IV. Shakespitreries

1. Le cas Falstafe : entre tristesse et clounerie

Si Queneau avait écrit une pièce à partir de Falstaff, il l’aurait peut-être intitulée Falstafe, ce qui correspond par le fait à une graphie proche de ce néo-français qu’il inventa et qui préfigurait en partie le langage texto ; faut-il donc voir dans ce titre un clin d’œil à Queneau ? Ce n’est pas impossible… Ce personnage, rappelons-le, est en fait présent dans Les Joyeuses commères de Windsor, Henri IV (première et deuxième partie) et même Henri V dans la mesure ou son nom est évoqué au début de la pièce, ce dont s’est souvenu Lawrence Olivier dans son adaptation cinématographique où, par une sorte de flash-back, le personnage est même montré mourant de désespoir dans son lit après sa cruelle disgrâce.

Falstafe se distingue a priori par son embonpoint et, tel Shakespeare – voire Céline avec Normance (« Fias popotame », « un éléphant qu’aurait des bras », etc.) –, Novarina multiplie les allusions à ces kilos en trop, faisant la preuve d’une très grande capacité de renouvellement dans l’invention des images, périphrases et autres métaphores : « Pain de suif » (p. 549), « homme de saindoux » (p. 551), « meule de boyaux » (p.552), « massacreur de matelas » (p. 552), « barrique à figure humaine » (p. 557), « dindon empiffré de farce jusqu’au col » (p. 557), « Cave à Bordeaux » (p. 560), « truie qui a écrasé toute sa portée » (p. 563), « Une si lourde unité » (p. 565), « Gros gibier » (p.569), « citerne » (p. 584), « Boule de tous les pêchés du monde » (p. 584), « Toupine de suif » (p. 585), « cerf […] gras » (p. 610).

Il peut cependant arriver que les expressions de ce type soient utilisées avec une nuance de tendresse et d’affection : « gros bébé […] ma grosse côtelette, tu es brave comme Hector » (p. 583). Notons ici et au passage l’opposition comique de registres entre « Hector » et « côtelette », ce qui rappelle certains rapprochements iconoclastes de Scandale aux abysses. Comme chez Rabelais (cf. « Messer Gaster »), l’estomac est omniprésent et le ventre mis à toutes les langues (voir p. 564). Enfin, si d’autres expressions mélangent réflexion désobligeante et taquinerie affectueuse (cf. « sacré petit porcelet », « ma grosse baleine empaillée » voire « Chère motte de beurre »), l’embonpoint peut aussi être évoqué ironiquement, par antiphrase (et avec un jeu d’allitérations en "s" et "l"): « Salut sauterelle ! (p. 601). Mais, comme à la fin de Mort à crédit, on trouvera aussi dans Falstafe (cf. p. 594) des jeux de mots concernant la maigreur. Il faut dire que Falstafe est souvent accompagné d’une « troupe d’épouvantails » (p. 600). Parallèlement, on croise dans la pièce un personnage secondaire maniant très mal la langue et ressemblant en cela à la Miss Quickly des Joyeuses Commères de Windsor.

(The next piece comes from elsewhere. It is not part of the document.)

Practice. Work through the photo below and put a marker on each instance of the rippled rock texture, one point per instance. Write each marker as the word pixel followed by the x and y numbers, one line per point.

Pour parler à présent de la personnalité de Sir John, disons qu’il se comporte souvent en Matamore ridicule : de ce point de vue et si l’on excepte les kilos, il ressemble beaucoup au baron de Crac et au baron de Munchausen (deux personnages se confondant presque). Cela posé, on ne saurait réduire ce personnage à son embonpoint et à ses excès matamoresques. Car enfin, tout comme le Falstaff de Shakespeare, le Falstafe de Novarina n’est balourd qu’en apparence. Il sait faire preuve d’esprit et ses jeux de mots sont parfois amusants : « tu t’appelles Rance ? […] Alors il est grand temps que tu serves. » (p. 590). De la page 590 à 594, il y a même un dispositif particulier où l’on assiste à une véritable rafale de jeux de mots. De l’émotion perce parfois, de la profondeur. Il y a de la noblesse d’âme chez ce personnage hors-normes, mi-comique, mi-tragique. Lucide, il prévoit même sa fin : « je mourrai par tristesse » (p. 570).